TREATMENT OF PAIN home --> pain medication management --> treatment of pain
The treatment of this subjective sensation is directed at symptomatic relief and is guided by the classification of pain and patient specific factors. Acute pain is managed differently than chronic and patient allergy history, co-morbidities, medical profile contraindications and body weight/age are all factors involved in the health care provider’s decision making process.
Acute pain can be generally managed with acetaminophen (APAP, Tylenol), non-steroidal anti-inflammatory (NSAIDs), steroids (catabolic-resembling those produced by the body during physical/emotional stressors), and opioids/narcotics. By definition, usage for acute pain is of short duration and their intermittent dosage in most patients is of little risk. Chronic pain, due to the less than optimal response to analgesics (pain relievers), is different and prolonged use carries a greater patient risk of adverse reactions. Improvement or pain reduction is possible but is not always possible and patient with diagnosed chronic pain must be made aware and fully understand the outcome expectation. To reduce toxicity (adverse effect of medication) often combination of drug and non-drug treatment is utilized to increase relief of pain and lessens the possible toxicity. An example being a modality such as ice or heat and one or more analgesic with different modes of action (poly-pharmacy) in lessened dosages.

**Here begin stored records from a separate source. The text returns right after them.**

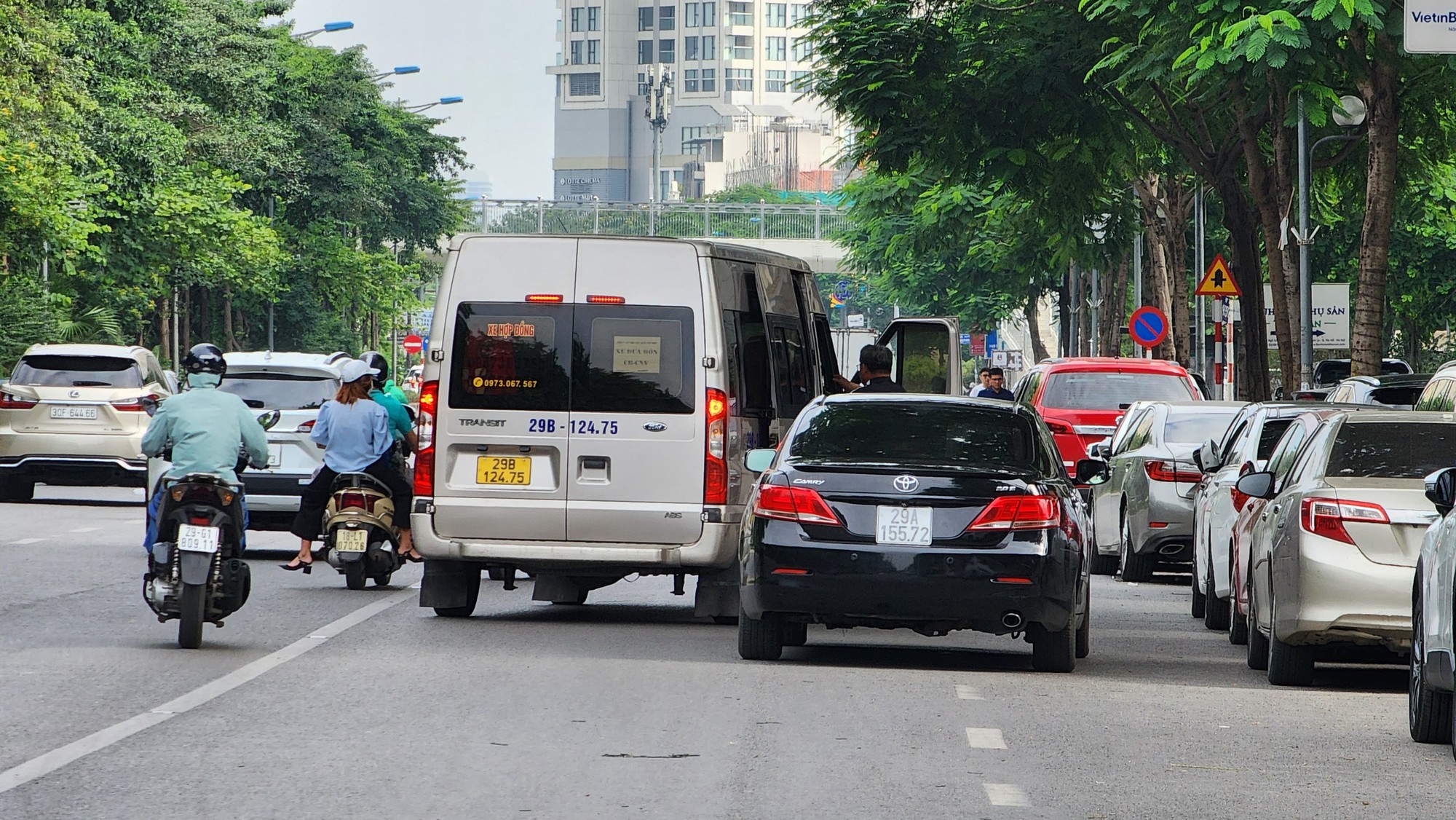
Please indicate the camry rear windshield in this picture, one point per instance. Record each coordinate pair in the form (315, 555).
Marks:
(919, 433)
(1113, 391)
(78, 372)
(1393, 451)
(280, 391)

Though therapy should be regulated in a step-wise progression as individual responses vary and the efficacy of analgesics do change over time, a generalized schematic approach can be attempted for nociceptive (pain receptor stimulated) pain. For acute, non inflammatory pain, acetaminophen may be the first step, followed by low doses (i.e. OTC –over the counter) NSAIDs.. For those patients with gastric (stomach) problems the prescription medicine, Celebrex- a specific NSAID with reduced gastric complications (known as a COX-2 inhibitor) may be substituted. If no relief is experienced, a second line agent such as Tramadol may be used. The regiment is different for inflammatory acute pain; in step one low dose OTC NSAID with/without ice is indicated. In cases of chronic pain, non-drug therapy with physical therapy, heat or ice pending the problem, glucosamine for arthritic pain, and acetaminophen with a possible topicals such as capsaicin(a pepper extract) is the first step. Tramadol, then prescription strength NSAIDs with an opioid/narcotic along with patient education may be necessary.

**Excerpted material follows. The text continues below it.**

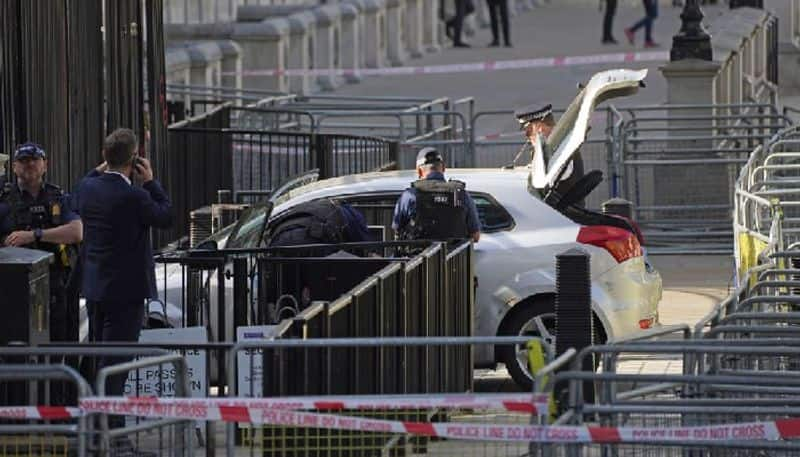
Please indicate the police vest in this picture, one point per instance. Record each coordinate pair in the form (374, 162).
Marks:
(316, 222)
(441, 210)
(43, 213)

Since analgesic efficacy may vary with prolonged treatment, patients require periodic evaluations. Though acetaminophen is indicated as mentioned for the initial treatment of osteoarthritis, patients may only experience a short period of response of relief and then will require a change in medication. Another reason for change may be poor tolerance, for example codeine which may cause constipation or too much sedation. Laboratory and other diagnostic tests may be indicated with untoward reaction to prolonged usage of NSAIDs. Renal (kidney), gastrointestinal (GI) bleeding in 1% of patients, with increases to 4% in patients over 60 years of age, necessitate examination as deemed necessary by the health care provider. Patient self medication with the increasing OTC products along with patient co-morbidities can cause deleterious reactions Goals then are a thorough understanding of the underlying pain etiology, patient’s total health and past psychological responses to pain so that therapy can be properly individualized for maximum relief with minimal risks.